Dans le territoire Malien, il y a des frais que nous payons avant d’arriver à la frontière. C’est dans notre territoire que nous payons énormément d’argent. Après le dédouanement à la frontière, à chaque barrage, on nous donne des reçus qui varient entre 200 mille et 180 mille GNF. A Siguiri, on pays 100 mille avant de passer. Arrivé à Dabola, là aussi on paye 100 milles GNF ; à Mamou aussi, c’est 100 mille. C’est la même chose à Kindia et au KM 36. Si on rentre la nuit au niveau de Kagbélen, on nous demande de payer 100 mille GNF pour nous convoyer jusqu’à la destination. Sinon, on nous oblige de passer la nuit là-bas tant disque les bétails trépassent ».
Selon Mamadou Nadikha Bah, toutes ces tracasseries se répercutent sur les prix des moutons qui coutent les yeux de la tête. « Tous ces frais-là sont calculés et mis sur le prix du bétail.
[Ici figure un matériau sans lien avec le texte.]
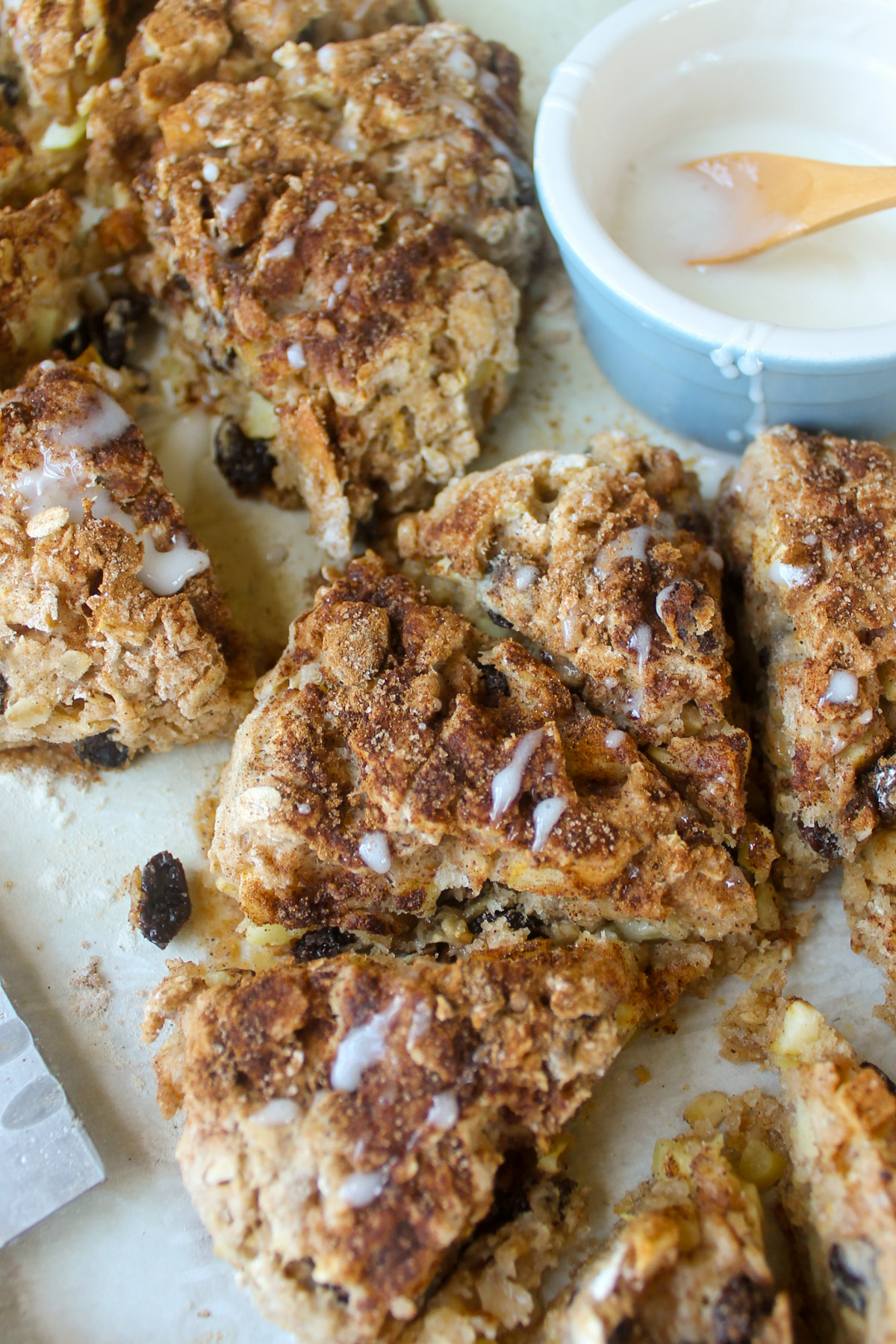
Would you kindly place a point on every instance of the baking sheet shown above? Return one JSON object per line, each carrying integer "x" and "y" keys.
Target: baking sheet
{"x": 131, "y": 1261}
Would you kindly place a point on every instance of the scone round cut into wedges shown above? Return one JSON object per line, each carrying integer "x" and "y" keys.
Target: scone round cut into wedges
{"x": 183, "y": 43}
{"x": 602, "y": 561}
{"x": 361, "y": 342}
{"x": 396, "y": 754}
{"x": 840, "y": 1132}
{"x": 113, "y": 635}
{"x": 809, "y": 527}
{"x": 685, "y": 1266}
{"x": 347, "y": 1122}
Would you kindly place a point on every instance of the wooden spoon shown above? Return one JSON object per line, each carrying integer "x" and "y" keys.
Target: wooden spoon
{"x": 788, "y": 198}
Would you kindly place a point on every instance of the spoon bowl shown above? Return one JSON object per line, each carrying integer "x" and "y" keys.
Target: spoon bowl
{"x": 781, "y": 196}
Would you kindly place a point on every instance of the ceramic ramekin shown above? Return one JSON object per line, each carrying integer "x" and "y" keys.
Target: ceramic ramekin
{"x": 621, "y": 87}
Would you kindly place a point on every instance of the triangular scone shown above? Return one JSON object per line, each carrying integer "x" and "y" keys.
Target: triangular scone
{"x": 183, "y": 43}
{"x": 53, "y": 57}
{"x": 809, "y": 526}
{"x": 398, "y": 756}
{"x": 356, "y": 344}
{"x": 685, "y": 1266}
{"x": 840, "y": 1133}
{"x": 347, "y": 1122}
{"x": 113, "y": 635}
{"x": 869, "y": 900}
{"x": 602, "y": 561}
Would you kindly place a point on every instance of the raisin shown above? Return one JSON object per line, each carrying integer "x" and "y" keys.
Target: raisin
{"x": 496, "y": 685}
{"x": 849, "y": 1287}
{"x": 321, "y": 942}
{"x": 10, "y": 89}
{"x": 514, "y": 917}
{"x": 163, "y": 907}
{"x": 245, "y": 463}
{"x": 883, "y": 781}
{"x": 889, "y": 1082}
{"x": 101, "y": 749}
{"x": 739, "y": 1310}
{"x": 820, "y": 839}
{"x": 512, "y": 1186}
{"x": 114, "y": 335}
{"x": 75, "y": 340}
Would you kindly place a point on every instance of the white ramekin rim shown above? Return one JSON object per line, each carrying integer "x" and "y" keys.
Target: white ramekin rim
{"x": 576, "y": 228}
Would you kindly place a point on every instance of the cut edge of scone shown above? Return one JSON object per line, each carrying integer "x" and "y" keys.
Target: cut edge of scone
{"x": 601, "y": 561}
{"x": 687, "y": 1263}
{"x": 406, "y": 777}
{"x": 808, "y": 524}
{"x": 113, "y": 633}
{"x": 351, "y": 1122}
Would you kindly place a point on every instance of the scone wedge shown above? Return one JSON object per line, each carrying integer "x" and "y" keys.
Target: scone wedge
{"x": 405, "y": 773}
{"x": 113, "y": 635}
{"x": 602, "y": 561}
{"x": 685, "y": 1266}
{"x": 370, "y": 1140}
{"x": 808, "y": 524}
{"x": 334, "y": 307}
Voilà ce qui explique la cherté des bétails. On fait toutes ces acrobaties-là pour avoir un peu, pour subvenir aux besoins de la famille.
Toutes ces tracasseries policières-là mises de côté, on pouvait avoir un mouton à 500 milles, à un million. Mais, non ! On ne peut pas. Aujourd’hui, tu ne peux pas avoir un mouton ou une chèvre venant du Mali moins d’un millions cinq cent. Une Vache, c’est à partir de 3 ou 4 millions.
Beaucoup de nos clients pensent que c’est notre avidité qui explique la hausse des prix du bétail. On a expliqué ça, les gens ne comprennent pas. Mais on ne peut pas leur en vouloir parce qu’il faut être dans le réseau pour savoir ce qui s’y passe… »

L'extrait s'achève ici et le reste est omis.